Luke thrust his hands in his pockets and began to play softly with the coins there.
“That idea of Yeo’s about me trying to revive Havoc or the Reddingdale multi-murderer is absurd,” he said. “This chap isn’t a fraction like either of them. Havoc had got out of touch with the Peace-time world in jug and the Reddingdale chap was a bore with a blood-lust like Blue Beard or Christie, but this man is different. He’s almost refreshing. He’s got a brain and he’s got nerve and he’s not neurotic. He’s perfectly sane, he’s merciless as a snake and he’s very careful—doesn’t like witnesses or corpses left around.”
Mr. Campion studied his finger tips; he was thinking that he had heard white hunters describing game they were after with the same almost loving interest.
“You see him as simply out for money, do you?” he enquired presently.
“Oh yes, and not necessarily big money.” As he spoke the Superintendent took a handful of silver out of his pocket absently, glanced at it and put it back again. “He’s a crook. He makes a living by taking all he needs from other people. The really unusual thing about him is that he kills quite coldly when it’s the safest thing to do.”
He slid off the desk and going round behind it sat down in his chair and swept the exhibits back into their drawer again.
“He’s the enemy,” he said, catching Campion’s eye with a flicker in his own which was half shy. “My enemy. Professional
and
natural, and I tell you, I’m as certain as if I was reading it on my tombstone, either I’m going to get him or he’s going to get me.”
Mr. Campion opened his mouth to express a polite hope that he was not beating an empty covert when behind him, on the top of the green file, the newly installed telephone began to ring.
Chapter 3
GARDEN GREEN
EARLY IN THE
day on which Mr.
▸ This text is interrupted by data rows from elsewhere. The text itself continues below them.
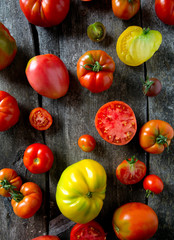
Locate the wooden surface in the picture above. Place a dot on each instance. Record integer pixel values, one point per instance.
(74, 115)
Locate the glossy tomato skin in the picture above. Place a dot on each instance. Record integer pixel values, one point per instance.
(165, 11)
(45, 13)
(116, 122)
(125, 9)
(98, 75)
(48, 76)
(9, 111)
(38, 158)
(155, 136)
(90, 230)
(135, 221)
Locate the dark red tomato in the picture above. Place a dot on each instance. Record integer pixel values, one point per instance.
(40, 119)
(48, 76)
(125, 9)
(9, 111)
(86, 143)
(91, 230)
(165, 11)
(45, 13)
(131, 171)
(116, 122)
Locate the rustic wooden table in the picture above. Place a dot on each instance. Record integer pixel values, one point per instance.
(74, 115)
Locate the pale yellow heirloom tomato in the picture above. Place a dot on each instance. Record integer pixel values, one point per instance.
(136, 45)
(81, 190)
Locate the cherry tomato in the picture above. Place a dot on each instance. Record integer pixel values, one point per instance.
(45, 13)
(91, 230)
(135, 221)
(48, 76)
(131, 171)
(40, 119)
(155, 136)
(38, 158)
(9, 111)
(125, 9)
(87, 143)
(116, 122)
(165, 11)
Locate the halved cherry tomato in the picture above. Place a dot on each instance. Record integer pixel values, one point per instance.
(40, 119)
(116, 122)
(131, 171)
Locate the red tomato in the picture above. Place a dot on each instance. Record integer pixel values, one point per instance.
(91, 230)
(131, 171)
(40, 119)
(87, 143)
(116, 122)
(9, 111)
(9, 179)
(28, 201)
(135, 221)
(125, 9)
(48, 76)
(165, 11)
(38, 158)
(45, 13)
(155, 136)
(95, 70)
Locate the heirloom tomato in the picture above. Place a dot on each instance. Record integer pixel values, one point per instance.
(165, 11)
(8, 47)
(48, 76)
(81, 190)
(45, 13)
(131, 171)
(9, 179)
(116, 122)
(95, 70)
(135, 221)
(91, 231)
(38, 158)
(28, 201)
(155, 136)
(136, 45)
(125, 9)
(9, 111)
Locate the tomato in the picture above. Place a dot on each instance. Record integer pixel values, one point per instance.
(81, 190)
(155, 136)
(131, 171)
(152, 87)
(136, 45)
(8, 47)
(9, 179)
(45, 13)
(91, 230)
(9, 111)
(48, 76)
(86, 143)
(38, 158)
(135, 221)
(95, 70)
(165, 11)
(28, 201)
(153, 184)
(125, 9)
(40, 119)
(116, 122)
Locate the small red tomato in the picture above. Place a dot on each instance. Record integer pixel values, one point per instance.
(87, 143)
(40, 119)
(38, 158)
(153, 184)
(131, 171)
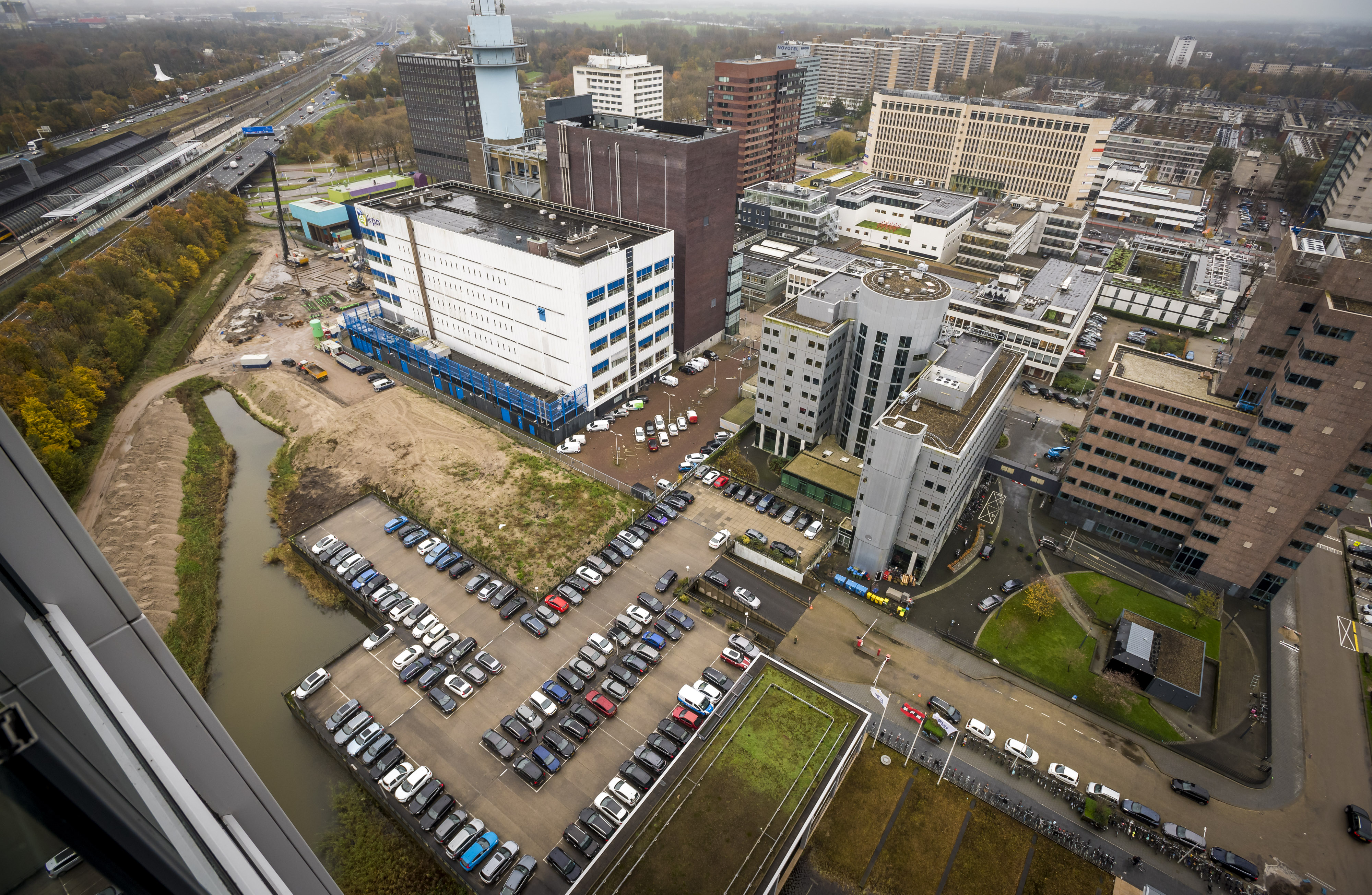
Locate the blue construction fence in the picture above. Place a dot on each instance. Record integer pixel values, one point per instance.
(552, 422)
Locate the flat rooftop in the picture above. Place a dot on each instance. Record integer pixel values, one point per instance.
(949, 430)
(574, 235)
(829, 466)
(1170, 374)
(936, 204)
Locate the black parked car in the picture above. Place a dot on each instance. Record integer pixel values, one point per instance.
(1192, 791)
(596, 823)
(581, 840)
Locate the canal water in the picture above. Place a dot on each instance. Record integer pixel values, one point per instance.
(271, 635)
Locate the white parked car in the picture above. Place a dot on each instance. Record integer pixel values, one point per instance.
(397, 775)
(982, 731)
(543, 703)
(314, 683)
(1023, 751)
(412, 784)
(378, 637)
(624, 792)
(614, 812)
(1064, 773)
(747, 598)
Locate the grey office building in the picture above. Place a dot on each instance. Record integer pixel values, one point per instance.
(444, 113)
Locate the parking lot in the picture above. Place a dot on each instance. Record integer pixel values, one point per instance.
(449, 744)
(715, 511)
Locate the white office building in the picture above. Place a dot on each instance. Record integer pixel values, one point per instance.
(621, 84)
(1182, 51)
(908, 219)
(548, 298)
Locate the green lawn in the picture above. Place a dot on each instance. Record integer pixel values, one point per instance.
(1108, 598)
(754, 775)
(1053, 654)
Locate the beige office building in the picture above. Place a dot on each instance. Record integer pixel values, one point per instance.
(987, 146)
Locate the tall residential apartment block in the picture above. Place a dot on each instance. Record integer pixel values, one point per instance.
(1231, 474)
(1344, 209)
(809, 62)
(621, 84)
(669, 175)
(987, 146)
(529, 305)
(905, 62)
(444, 112)
(1182, 50)
(761, 99)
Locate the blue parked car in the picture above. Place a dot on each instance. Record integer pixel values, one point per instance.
(544, 757)
(480, 850)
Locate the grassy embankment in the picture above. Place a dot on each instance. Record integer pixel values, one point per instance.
(205, 489)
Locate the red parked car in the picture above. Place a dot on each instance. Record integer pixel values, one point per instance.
(687, 717)
(602, 703)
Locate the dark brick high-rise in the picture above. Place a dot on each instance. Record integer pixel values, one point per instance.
(663, 174)
(444, 113)
(761, 101)
(1235, 474)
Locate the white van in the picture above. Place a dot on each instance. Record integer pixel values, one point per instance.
(694, 699)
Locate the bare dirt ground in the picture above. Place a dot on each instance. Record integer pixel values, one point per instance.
(510, 507)
(137, 528)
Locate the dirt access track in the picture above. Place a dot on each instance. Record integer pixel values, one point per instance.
(514, 508)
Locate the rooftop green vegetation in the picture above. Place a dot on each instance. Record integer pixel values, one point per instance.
(750, 783)
(886, 228)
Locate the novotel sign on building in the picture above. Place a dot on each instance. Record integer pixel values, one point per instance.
(1024, 475)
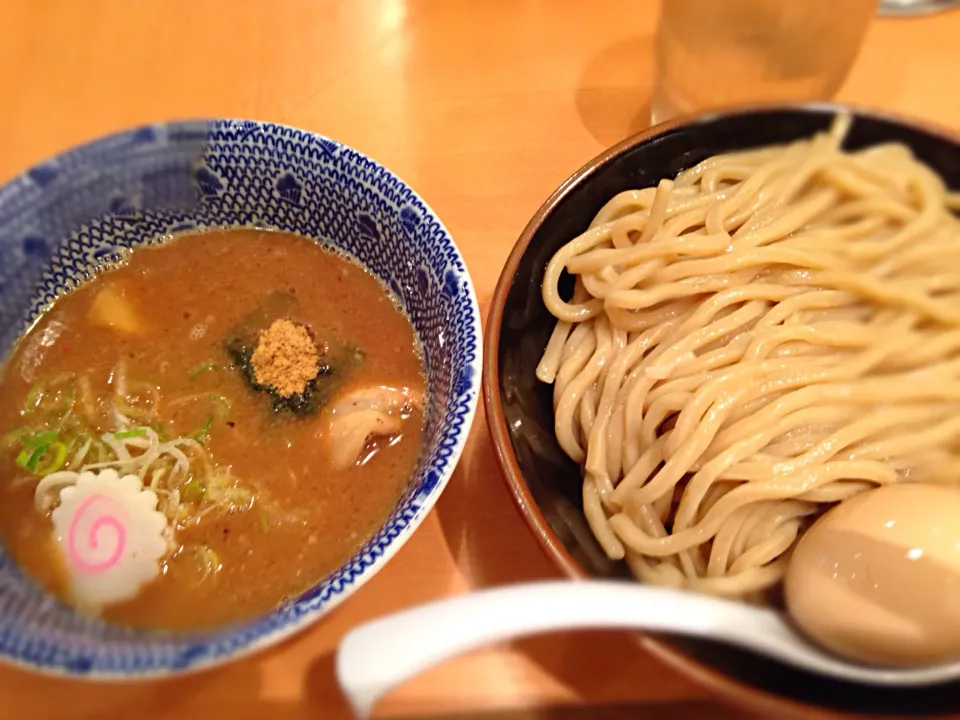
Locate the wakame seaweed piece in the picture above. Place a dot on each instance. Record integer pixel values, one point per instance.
(301, 404)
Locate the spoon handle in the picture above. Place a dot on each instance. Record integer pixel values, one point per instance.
(384, 653)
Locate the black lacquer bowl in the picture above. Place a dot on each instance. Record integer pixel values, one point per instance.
(547, 485)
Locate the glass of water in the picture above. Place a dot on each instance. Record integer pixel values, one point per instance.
(712, 53)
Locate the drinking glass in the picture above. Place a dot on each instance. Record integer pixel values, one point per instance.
(712, 53)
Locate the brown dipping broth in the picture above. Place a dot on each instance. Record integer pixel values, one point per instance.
(191, 293)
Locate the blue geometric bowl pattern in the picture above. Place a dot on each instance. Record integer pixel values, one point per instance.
(62, 220)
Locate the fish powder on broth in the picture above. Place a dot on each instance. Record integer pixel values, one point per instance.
(156, 348)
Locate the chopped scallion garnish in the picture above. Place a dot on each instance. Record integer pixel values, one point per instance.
(53, 459)
(203, 432)
(40, 440)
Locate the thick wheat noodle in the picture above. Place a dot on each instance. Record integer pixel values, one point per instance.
(771, 332)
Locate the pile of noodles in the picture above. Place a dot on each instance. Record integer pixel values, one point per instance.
(772, 332)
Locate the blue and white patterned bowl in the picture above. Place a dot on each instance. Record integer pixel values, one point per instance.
(61, 219)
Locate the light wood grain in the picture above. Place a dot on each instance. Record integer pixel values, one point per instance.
(484, 107)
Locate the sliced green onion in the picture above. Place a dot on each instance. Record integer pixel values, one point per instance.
(27, 459)
(40, 440)
(204, 367)
(202, 433)
(54, 458)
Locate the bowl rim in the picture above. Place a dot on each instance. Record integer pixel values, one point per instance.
(413, 510)
(730, 690)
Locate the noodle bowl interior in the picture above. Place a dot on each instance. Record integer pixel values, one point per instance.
(764, 336)
(207, 430)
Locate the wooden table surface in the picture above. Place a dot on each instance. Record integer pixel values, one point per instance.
(484, 107)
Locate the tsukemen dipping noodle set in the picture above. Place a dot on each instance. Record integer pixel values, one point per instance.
(241, 362)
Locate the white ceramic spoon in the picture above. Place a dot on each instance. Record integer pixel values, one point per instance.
(381, 654)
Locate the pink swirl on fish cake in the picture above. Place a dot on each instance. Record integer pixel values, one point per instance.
(103, 521)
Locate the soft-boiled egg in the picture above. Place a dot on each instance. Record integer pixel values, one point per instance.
(877, 578)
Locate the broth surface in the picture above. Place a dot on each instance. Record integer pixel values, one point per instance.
(189, 295)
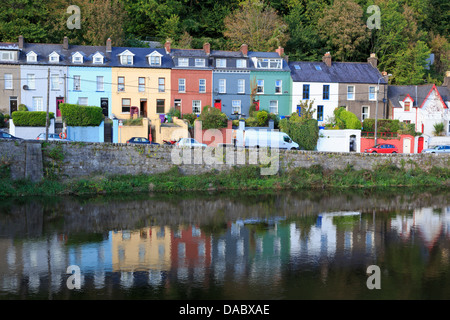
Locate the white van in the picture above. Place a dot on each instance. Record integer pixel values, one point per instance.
(264, 138)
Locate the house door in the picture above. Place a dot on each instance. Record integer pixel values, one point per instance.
(59, 100)
(12, 104)
(406, 145)
(218, 104)
(105, 106)
(420, 145)
(143, 108)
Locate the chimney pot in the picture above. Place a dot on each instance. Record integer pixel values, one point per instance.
(244, 49)
(66, 43)
(108, 45)
(20, 42)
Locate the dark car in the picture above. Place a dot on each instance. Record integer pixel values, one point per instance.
(141, 140)
(4, 135)
(382, 148)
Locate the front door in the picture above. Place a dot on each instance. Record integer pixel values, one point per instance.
(59, 100)
(12, 104)
(105, 106)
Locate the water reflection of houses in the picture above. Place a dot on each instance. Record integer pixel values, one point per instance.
(427, 224)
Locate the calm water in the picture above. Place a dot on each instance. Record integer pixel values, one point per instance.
(241, 246)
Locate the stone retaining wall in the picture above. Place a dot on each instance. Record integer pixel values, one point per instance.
(79, 159)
Campion went to visit Superintendent Luke, Garden Green achieved a beauty which was not normally its outstanding characteristic.
Sunlight, yellow and crystal in the mist, glowed through the wet black branches of the plane trees while the fallen cream-coloured leaves made a fine carpet hiding the bald patches, the cigarette cartons and the ’bus tickets which in the ordinary way disfigured the discouraged grass.
A narrow concrete path ran round the green like a ribbon round a hat. At the furthest loop was a single wooden seat and upon it sat a girl.
She was not very tall but curved as a kitten, and was clad in an elegant tweed coat with matching tan shoes and gloves. At her feet was a small canvas travelling bag.
P.G. Bullard, heavyweight and elderly, who was on duty at the corner, had strolled down the path twice already to have a look at her, once in the way of duty and once for pure pleasure. Her sleekly brushed hair was honey coloured, her grey eyes flecked with gold were widely set, and her mouth might have been drawn with a copperplate pen, so fine and yet so bold were its lines.
The man on duty was puzzled by her. He thought he had never seen anything so out of place. If she was waiting for someone who was very late she certainly did not mind, for she sat there contentedly in the cold morning, her fair skin glowing and the sunlight burnishing her uncovered head. He judged that she was something over seventeen trying to look twenty, and he was not far out except that it was twenty-four she was aiming at. Apart from her beauty, which was outstanding, the other thing which impressed him was her self-possession. The second time he passed her she
caught
him eyeing her and wished him a polite good morning as a matter of course.